- Ukraine said Monday it was evacuating all troops from its last residence in the city of Mariupol.
- Thought Ukraine was actually giving up the area, it got a huge price for it from Russia.
- Thousands of well-armed Russian troops took much longer than expected to gain the upper hand, one analyst said.
Russia’s capture of the Azovstal steel plant in Mariupol, after weeks of fierce Ukrainian resistance, cost too much money, according to Ukrainian officials and experts.
When Russian forces began to take over the city last month, a group of Ukrainian fighters, namely the Azov Battalion, withdrew to fight from basement tunnels beneath the steel mill.
At one point, Russian forces were preparing to storm the steel mill, but President Vladimir Putin canceled the attack on April 21 and instead called for a blockade “so not even a fly can get through”.
In the end it worked. After weeks of enduring attacks by Russian troops, the Ukrainian military announced on Monday that it would evacuate the troops that had “performed their combat duty”.
Although the Ukrainian military did not use the word, the move effectively surrendered the factory to Russia and gave them full control of Mariupol.
An analyst told Insider that the Ukrainians far outperformed expectations, “by holding out for many weeks longer than was thought feasible”.
While it was basically a blow to Ukraine, analysts said Ukraine forced Russia to pay a disproportionately high price for the city, which was largely reduced to rubble in the attacks.
In its statement, the Ukrainian army said that Russia had to deploy 20,000 troops to the steel plants, which were then unable to attack other targets in Ukraine.
“Forging the enemy’s nuclear forces around Mariupol has given us the opportunity to prepare and create the defensive borders where our forces are still present today and provide a decent counterbalance to the aggressor,” it said.
“We have been given much-needed time to build up reserves, regroup troops and get help from partners.”
Keir Giles, a senior consultant for the Russia and Eurasia program at Chatham House, agreed.

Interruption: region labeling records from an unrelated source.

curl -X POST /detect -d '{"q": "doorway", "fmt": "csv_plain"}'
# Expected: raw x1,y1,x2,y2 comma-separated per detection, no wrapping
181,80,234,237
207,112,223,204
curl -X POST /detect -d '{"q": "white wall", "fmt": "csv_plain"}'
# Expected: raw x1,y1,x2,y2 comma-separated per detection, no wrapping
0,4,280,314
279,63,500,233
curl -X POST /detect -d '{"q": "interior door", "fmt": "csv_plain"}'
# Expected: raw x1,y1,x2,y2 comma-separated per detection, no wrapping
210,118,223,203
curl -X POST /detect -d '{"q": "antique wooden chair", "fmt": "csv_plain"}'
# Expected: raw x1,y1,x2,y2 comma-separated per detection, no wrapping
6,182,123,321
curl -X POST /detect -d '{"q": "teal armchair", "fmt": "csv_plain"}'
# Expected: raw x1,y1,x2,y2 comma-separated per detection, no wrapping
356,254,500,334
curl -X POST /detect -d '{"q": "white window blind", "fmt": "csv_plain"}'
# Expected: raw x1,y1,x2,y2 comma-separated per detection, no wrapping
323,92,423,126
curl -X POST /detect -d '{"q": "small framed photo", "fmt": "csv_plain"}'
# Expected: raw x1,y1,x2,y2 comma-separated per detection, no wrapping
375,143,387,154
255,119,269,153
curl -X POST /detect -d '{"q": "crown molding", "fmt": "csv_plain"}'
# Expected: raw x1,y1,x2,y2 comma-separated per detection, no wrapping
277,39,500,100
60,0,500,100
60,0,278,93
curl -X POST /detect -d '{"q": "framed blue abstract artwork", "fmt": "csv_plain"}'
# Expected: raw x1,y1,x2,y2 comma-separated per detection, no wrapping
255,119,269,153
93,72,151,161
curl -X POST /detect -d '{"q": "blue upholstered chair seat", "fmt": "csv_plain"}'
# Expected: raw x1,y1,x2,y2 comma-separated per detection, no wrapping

“It was clearly important for Russia to continue harassing the defenders in the Azovstal complex, long after they were surrounded and cut off from any possible relief effort, rather than waiting and starving them,” he told Insider.
“This is one of the many spectacular feats of the defenders, who not only held out for many weeks longer than was deemed feasible, but in the process of tying up Russian troops disproportionate to the complex’s military value.” thereby making the task of Ukrainian defenders in the rest of the country easier.”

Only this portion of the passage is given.